Fontainebleau Development
- Type: Private
- Industry: Real estate development
- Founded: November 6, 2018; 7 years ago in Aventura, Florida, United States
- Founder: Jeffrey Soffer, Glenn Schaeffer
- Headquarters: Aventura, Florida, United States
- Key people: Jeffrey Soffer (chairman and CEO) Brett Mufson (president)
- Owner: Fontainebleau Development, Jeffrey Soffer, Brett Mufson
- Website: fontainebleau.com

= Fontainebleau Development =

American resort-hotel company

Fontainebleau Development is an American real estate development and investment company headquartered in Aventura, Florida, founded by Jeffrey Soffer following the 2019 division of the Soffer family's interests in Turnberry Associates. The company develops, owns, and operates properties in the hospitality, gaming, residential, commercial, aviation, and marina sectors.

A predecessor company was started in Florida by South Florida real estate developers Turnberry Associates, after their purchase of the Fontainebleau Hotel in Miami Beach. The company is based in Aventura, Florida.

==History==
Fontainebleau Development was established in March 2019, when Jeffrey Soffer split from Turnberry Associates, the South Florida real estate firm founded by his father, Donald Soffer in 1967. Jeffrey partnered with Brett Mufson, who led the company as president. Jeffrey and his sister, Jackie Soffer had co-led Turnberry for approximately 25 years when they agreed to divide the company's assets. Jeffrey Soffer took ownership of Fontainebleau Miami Beach, JW Marriott Turnberry Resort & Spa in Aventura, and Turnberry Ocean Club Residences, while Jackie Soffer remained at Turnberry with its core holdings, including Aventura Mall. The two siblings continued to share ownership of certain assets, including Hilton Nashville Downtown and Fontainebleau Aviation.

On April 17, 2007, Publishing & Broadcasting Limited announced that it had entered into an agreement to acquire 19% of Fontainebleau Resorts for $250 million.

Schaeffer left Fontainebleau Resorts without explanation in May 2009. Schaeffer was primarily responsible for securing more than $3 billion in loans for the Fontainebleau Resort Las Vegas project.

The unfinished Fontainebleau Las Vegas resort filed for Chapter 11 bankruptcy in June 2009. The property was acquired and sold several times, until February 2021 when Fontainebleau Development reacquired the property in partnership with Koch Real Estate Investments. The resort opened on December 13, 2023.

The 37-floor Trésor Tower at Fontainebleau Miami Beach was the first project undertaken entirely by Fontainebleau Development's in-house design team. The full renovation was completed in early 2023.

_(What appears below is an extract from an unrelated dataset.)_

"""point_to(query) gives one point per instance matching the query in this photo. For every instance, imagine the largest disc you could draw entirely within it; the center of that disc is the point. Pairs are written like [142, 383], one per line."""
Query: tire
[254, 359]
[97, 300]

In June 2024, Fontainebleau Development was granted approval to purchase five acres of land near its Las Vegas resort for $112.5 million.

In December 2024, the company secured $1.75 billion from Goldman Sachs and J.P. Morgan, arranged by Newmark Group, to refinance the Fontainebleau Miami Beach and the JW Marriott Miami Turnberry Resort & Spa.

In 2023, Fontainebleau Development built SeaGlass Jupiter Island, a 10-story, 21-unit condominium. In 2025, it partnered with Starwood Capital Group on a second oceanfront project named 1 Homes Jupiter Island, which includes 10 stories and 26 units.

The Fontainebleau Miami Beach resorts new Coastal Convention Center was opened December 11, 2024.

In early 2025, Fontainebleau Las Vegas finalized a labor agreement with the Culinary Workers Union Local 226 and Bartenders Union Local 165, ensuring job security and standardized wages for 3,300 employees.

== Properties ==
- Fontainebleau Miami Beach
- Fontainebleau Las Vegas

== Subsidiary companies ==
- Fontainebleau Las Vegas LLC
  - Fontainebleau Las Vegas Holdings LLC
  - Fontainebleau Las Vegas Capital Corp.